I’m also baffled as to how this ‘guarantee’ is upheld. If I walk out of the store without receiving a receipt, and then return and say: “Hey, I didn’t get a receipt!” what proof do I have? Maybe I just stuffed it in my pocket. And how do the employees know how much to refund me? After all, I don’t have a receipt. I think that’s why the sign usually says “good at time of sale only.” But again, how do I prove this? I could stare at the cashier for a half hour and then, finally, declare: “Okay, well it’s obvious you’re not giving me a receipt. I want me money back.” But then the cashier can declare: “No, honest, I was just going to give it to you. Look – here it is!”
Well, today, I challenged this ‘guarantee.’ At the Mall of America, at Asian Chao today, my son desired a big plate of rice and noodles. I ordered that for him, and it immediately flustered the employees since it wasn’t one of their nice and easy meal numbers. The manager even had to make up a price to charge me. The cashier had no idea what to do, at one point even attempting to charge me over $300. Finally, I paid, and the cashier then offered me…water. So I accepted his offer. As he was getting me water, however, an earlier customer walked up to the counter and requested a refill on his beverage. This caused the cashier to absent-mindedly hand me the water and then move on to other customers. I stood their for about 10 seconds, then was squeezed out of the way by more customers.
Owen and I sat down to eat our food, but when we finished, I walked up with my empty tray and said: “I didn’t get a receipt, so I need my money back.”
“That is only good at time of purchase, sir.”
“Yeah, I know. At the time of purchase, you didn’t give me a receipt.”
“But I am only in training.”
“So? The sign doesn’t say it’s only applicable if I I’m being helped by experienced employees…”
So he fetched the manager, and the manager said: “Oh no, you walked away.”
“Yeah,” I argued, “But how long should I stand here? I paid, then he offered me water, then he even went on to helping other people. He had no intention of giving me a reciept.”
Seeing the waiting line of customers, who were whispering about my predicament, the manger relented and opened the cash register drawer, further confusing the new emlpoyee who was holding a $10 bill from another customer who was awaiting change.
Yes, I know, it’s not a big deal, but it only took me about 2 minutes of arguing to get my $3.20 back. So, unless you make over $3.20 every 2 minutes at your job (that equals $96/hour), then don’t get on my case – you routinely work for less.

15 February 2010
The three of us headed over to the local Goodwill today. I picked out five pairs of jeans, tried them on, and ended up buying four pairs of them. My son, meanwhile, found a bingo cage he insisted we buy. Yep, it’s exactly what you think it is: all these little numbered balls are in a cage, and you spin it to mix them, then spin it the other way to get one ball to come out. So far it’s netted us an hour of peace and quiet at home (apart from the sound of the balls mixing), so I think, ultimately, it was a good investment.

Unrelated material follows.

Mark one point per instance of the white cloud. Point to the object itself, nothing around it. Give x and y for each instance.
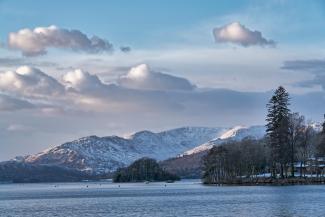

My mom called this yesterday to tell me she had to hole up for the night in York. That’s a city. In Nebraska. I’m not sure if she and her husband forgot to check the weather forecast, or if the conditions just unexpectedly changed in Nebraska today, but my mom planned to drive straight through from her home in Colorado to my sister’s home in southern Minnesota. But she got stuck in a white-out. She said her knuckles were white, and she couldn’t see anything but snow. At one point, she had to make a u-turn on the interstate, and the cop behind her closed the freeway. A phone call to her husband assisted her in finding the correct off ramp to York, where she obtained a simple motel room. The clerk told her Pizza Hut was across the street, but the visibility is so low, my mom’s not sure if she should brave the trek over there to get dinner. I told her to see if they deliver.
Anyway, she just called again to say the roads are cleared and she’s back in the car on her way to the Land of 10,000 Lakes.
I should’ve asked her if she got a receipt from Pizza Hut.